File photograph of mangrove forests in Pichavaram used for representational purposes only
Credit: DH Photo
The Supreme Court passed two consecutive orders, on February 3 and March 4, in response to a petition filed by retired Indian Forest Service (IFS) officers challenging the validity of the Forest (Conservation) Amendment Act, 2023.
The first order prohibits the diversion of forest lands without providing for compensatory afforestation, while the second directs defaulting states and Union Territory (UT) administrations to constitute an expert committee within a month to identify deemed forests and prepare a GIS-based decision-support database as required under Rule 16(1) of the amendment rules.
The court further mandated that these expert committees submit their reports within six months, holding chief secretaries and UT administrators personally responsible for any failure to comply.
Earlier, in December 1996, the SC in the T N Godavarman had already directed states and UTs to constitute expert committees to identify and protect all wooded areas that are non-notified forests under the Forest (Conservation) Act, 1980. However, in its latest affidavit filed in the Supreme Court on February 28, the Ministry of Environment revealed that some states have still not complied, despite the passage of nearly three decades.
Even after the Van (Sanrakshan evam Samvardhan) Rules, 2023 , made this identification mandatory, several states and UTs have continued to evade compliance.
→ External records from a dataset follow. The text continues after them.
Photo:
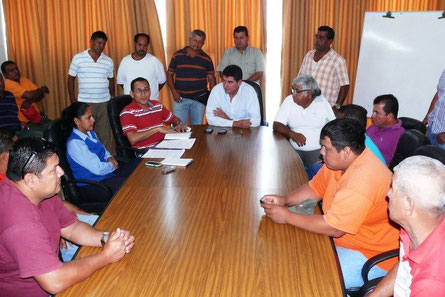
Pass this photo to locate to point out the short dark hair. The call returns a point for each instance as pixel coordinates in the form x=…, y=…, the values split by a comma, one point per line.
x=99, y=34
x=5, y=141
x=241, y=29
x=234, y=71
x=329, y=30
x=28, y=155
x=345, y=133
x=138, y=79
x=391, y=105
x=137, y=36
x=355, y=112
x=6, y=63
Post-1996 orders, many states identified their deemed forests in the early 2000s. However, some later sought to de-notify these areas to facilitate development projects. In 2014, Karnataka moved to de-notify a bulk of its 10 lakh hectares of deemed forests that had been notified and shared with the Supreme Court. The state conducted a physical verification and claimed that the tree density had declined in many areas, leading to land degradation. By 2020, Karnataka cited this degradation as justification to reduce its deemed forest area to just three lakh hectares.
The ministry’s website reveals that seven states/UTs—Goa, Haryana, Jammu & Kashmir, Ladakh, Lakshadweep, Tamil Nadu, and West Bengal— have not yet constituted an expert committee. Among the remaining 23 states, only 18 have followed the SC’s directives, and none have provided verifiable data on the identification, status, or location of unclassed forests in their jurisdiction. The discrepancies are stark:
Gujarat reported 192 sq km of unclassed forests, while the Forest Survey of India (FSI) identified 4577 sq km.
Assam reported 5,894 square km of unclassed forests, while the FSI’s figure is 8,532 sq km.
In Kerala, the ecologically sensitive Pallivasal and Chinnakanal un-reserves were excluded from the state’s report, leaving them unprotected under the Forest (Conservation) Act for nearly three decades. These areas have since been heavily plundered for tourism infrastructure. Further, Chinnakanal, an important elephant corridor, has seen rising human-elephant conflicts due to lack of legal protection.
The failure to implement the Godavarman judgement and properly consolidate forest lands across states has been a missed opportunity to achieve the National Forest Policy goal of 33% forest cover in plains and 66% in hilly regions.
The CAG’s 2020-2021 report on public fund utilisation in Uttarakhand has also drawn observations from the Supreme Court. The report revealed that the Compensatory Afforestation Fund Management and Planning Authority (CAMPA) funds, which are meant for forest conservation and to mitigate the impact of forest land diversion were misused. Between 2017 and 2021, these funds were found diverted to buy mobile phones, computers, office decor, building renovations and even legal expenses. Moreover, compensatory afforestation, which should be completed within one or two years of receiving funds, was delayed by eight years. The report further flagged the low survival rate of plantations, which was only 33% as against the Forest Research Institute’s mandate of
at least 60-65%.
The misuse of CAMPA funds is not limited to Uttarakhand—several states have spent these funds on non-essential infrastructure, failing to mitigate the impact of forest diversion.
Though forest departments were revenue-yielding until the 1980s, investments in their infrastructure remained low. Until then, most forest divisions had only two left-hand-drive jeeps for mobility. It was only after divisional forest officers were empowered to conduct quasi-judicial proceedings and confiscate vehicles used in the illegal timber trade that the department acquired vehicles for enforcement.
From 2002 onwards, the net present value (NPV) of diverted forests was also collected from user agencies. By March 2024, the total CAMPA fund collected by the ministry was Rs 18,061.60 crore. However, states receive only a fraction of the interest accrued, while chief secretaries, who head CAMPA in each state, approve expenditure, including luxury purchases like iPhones and office renovations.
Studies have repeatedly shown
that compensatory afforestation is largely unsuccessful and that forest diversion leads to permanent losses in biodiversity, wilderness, and carbon sequestration potential.
We must stop plundering natural forests.
(The writer is a retired Principal Chief Conservator of Forests (Head of Forest Force), Karnataka.)